There are a bunch of issues here. The primary one is that your likelihood expression is wrong (you can't log the components separately and then add them, you have to add the components and then take the log). Your bounds are also funny: the mixture probability should be [0,1] and the means should be [0, Inf].
The other problem you have is that with the current simulation design (n=20, prob=0.01), you have a high probability of getting no points in the first mixture component (the probability of a point being in the second component is 1-0.01=0.99, so the probability that all of the points are in the second component is 0.99^20 = 82%). In this case the MLE will be degenerate (i.e., you're trying to fit a two-component mixture to a data set that essentially only has one component); in this case any of these solutions will give equivalent likelihoods:
- prob=0, mu2=mean of the data, mu1=anything
- prob=1, mu1=mean of the data, mu2=anything
- mu1=mu2=mean of the data, prob=anything
With all these solutions, where you end up will depend very sensitively on starting conditions and optimization algorithm.
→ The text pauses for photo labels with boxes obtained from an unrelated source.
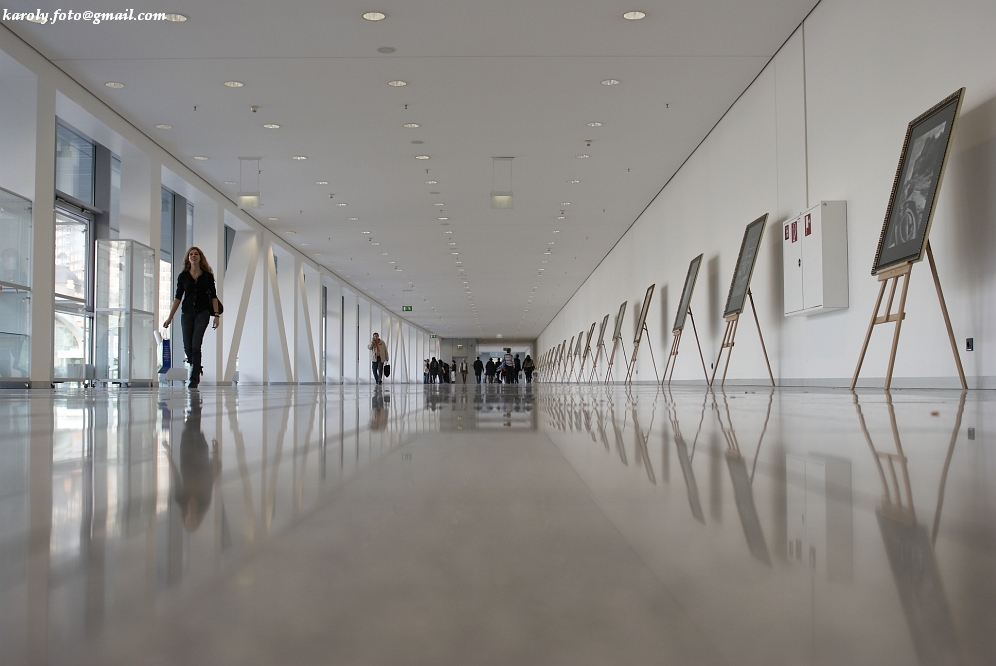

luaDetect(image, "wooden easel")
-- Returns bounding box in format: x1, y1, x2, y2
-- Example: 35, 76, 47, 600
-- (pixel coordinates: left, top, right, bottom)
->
605, 335, 626, 384
851, 241, 968, 391
661, 306, 711, 386
623, 322, 661, 384
703, 289, 775, 386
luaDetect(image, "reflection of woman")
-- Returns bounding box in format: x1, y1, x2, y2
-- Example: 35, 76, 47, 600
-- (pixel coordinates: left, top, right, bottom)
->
163, 247, 220, 388
167, 400, 221, 532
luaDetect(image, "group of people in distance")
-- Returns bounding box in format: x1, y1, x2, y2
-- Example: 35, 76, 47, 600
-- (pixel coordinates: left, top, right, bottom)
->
422, 351, 536, 384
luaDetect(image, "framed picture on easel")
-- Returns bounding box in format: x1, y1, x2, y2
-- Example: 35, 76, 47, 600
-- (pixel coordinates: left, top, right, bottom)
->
872, 88, 965, 275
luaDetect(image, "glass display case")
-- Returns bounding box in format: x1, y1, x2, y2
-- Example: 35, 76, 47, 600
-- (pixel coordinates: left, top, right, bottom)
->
0, 188, 31, 385
94, 240, 156, 386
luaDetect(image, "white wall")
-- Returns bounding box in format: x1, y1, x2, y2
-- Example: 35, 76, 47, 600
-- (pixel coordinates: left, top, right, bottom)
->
537, 0, 996, 387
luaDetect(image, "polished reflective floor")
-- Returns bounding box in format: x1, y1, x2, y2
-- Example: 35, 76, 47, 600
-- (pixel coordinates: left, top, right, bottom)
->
0, 384, 996, 665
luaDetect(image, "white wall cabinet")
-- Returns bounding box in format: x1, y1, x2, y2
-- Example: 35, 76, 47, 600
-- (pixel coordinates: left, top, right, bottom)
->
782, 201, 847, 317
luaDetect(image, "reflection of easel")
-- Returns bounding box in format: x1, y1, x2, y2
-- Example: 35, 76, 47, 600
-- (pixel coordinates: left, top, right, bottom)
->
709, 289, 775, 386
664, 392, 709, 525
853, 391, 967, 664
623, 322, 661, 384
851, 241, 968, 390
655, 306, 711, 386
716, 388, 775, 566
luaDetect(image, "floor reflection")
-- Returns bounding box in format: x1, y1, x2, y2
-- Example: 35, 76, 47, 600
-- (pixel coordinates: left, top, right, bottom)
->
0, 384, 996, 664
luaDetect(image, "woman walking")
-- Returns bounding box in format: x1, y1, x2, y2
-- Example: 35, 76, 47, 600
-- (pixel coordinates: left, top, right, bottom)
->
163, 247, 221, 388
For this problem I would encourage you to use the built-in dmixexp2
function from the Renext
package (which correctly implements the log-likelihood as log(p*Prob(X|exp1) + (1-p)*Prob(X|exp2))
) and the formula interface to mle2
:
fit_norm <- mle2(X ~ dmixexp2(rate1=1/mu1,rate2=1/mu2,prob1=eps),
data=list(X=X),
start = list(mu1=1, mu2 = 2, eps=0.4),
lower = c(mu1=0, mu2=0, eps=0),
upper = c(mu1=Inf, mu2=Inf, eps=1),
method = 'L-BFGS-B')
This gives me estimates of mu1=1.58
, mu2=2.702
, eps=0
. mean(X)
in my case equals the value of mu2
, so this is the first case in the bulleted list above. You also get a warning:
some parameters are on the boundary: variance-covariance calculations based on Hessian may be unreliable
There are also a variety of more specialized algorithms for fitting mixture models (especially those based on the expectation-maximization algorithm); you can look for packages on CRAN (flexmix
is one of them).
This problem is small enough that you can visualize the whole log-likelihood surface by brute force (code below): the colours represent deviations from the minimum negative log-likelihood (the colour gradient is log-scaled, so there's a small offset to avoid log(0)). Dark blue represents parameters that are the best fit to the data, yellow are the worst.
dd <- expand.grid(mu1=seq(0.1,4,length=51),
mu2=seq(0.1,4,length=51),
eps=seq(0,1,length=9),
nll=NA)
for (i in 1:nrow(dd)) {
dd$nll[i] <- with(dd[i,],
-sum(dmixexp2(X,rate1=1/mu1,
rate2=1/mu2,
prob1=eps,
log=TRUE)))
}
library(ggplot2)
ggplot(dd,aes(mu1,mu2,fill=nll-min(nll)+1e-4)) +
facet_wrap(~eps, labeller=label_both) +
geom_raster() +
scale_fill_viridis_c(trans="log10") +
scale_x_continuous(expand=c(0,0)) +
scale_y_continuous(expand=c(0,0)) +
theme(panel.spacing=grid::unit(0.1,"lines"))
ggsave("fit_norm.png", type="cairo-png")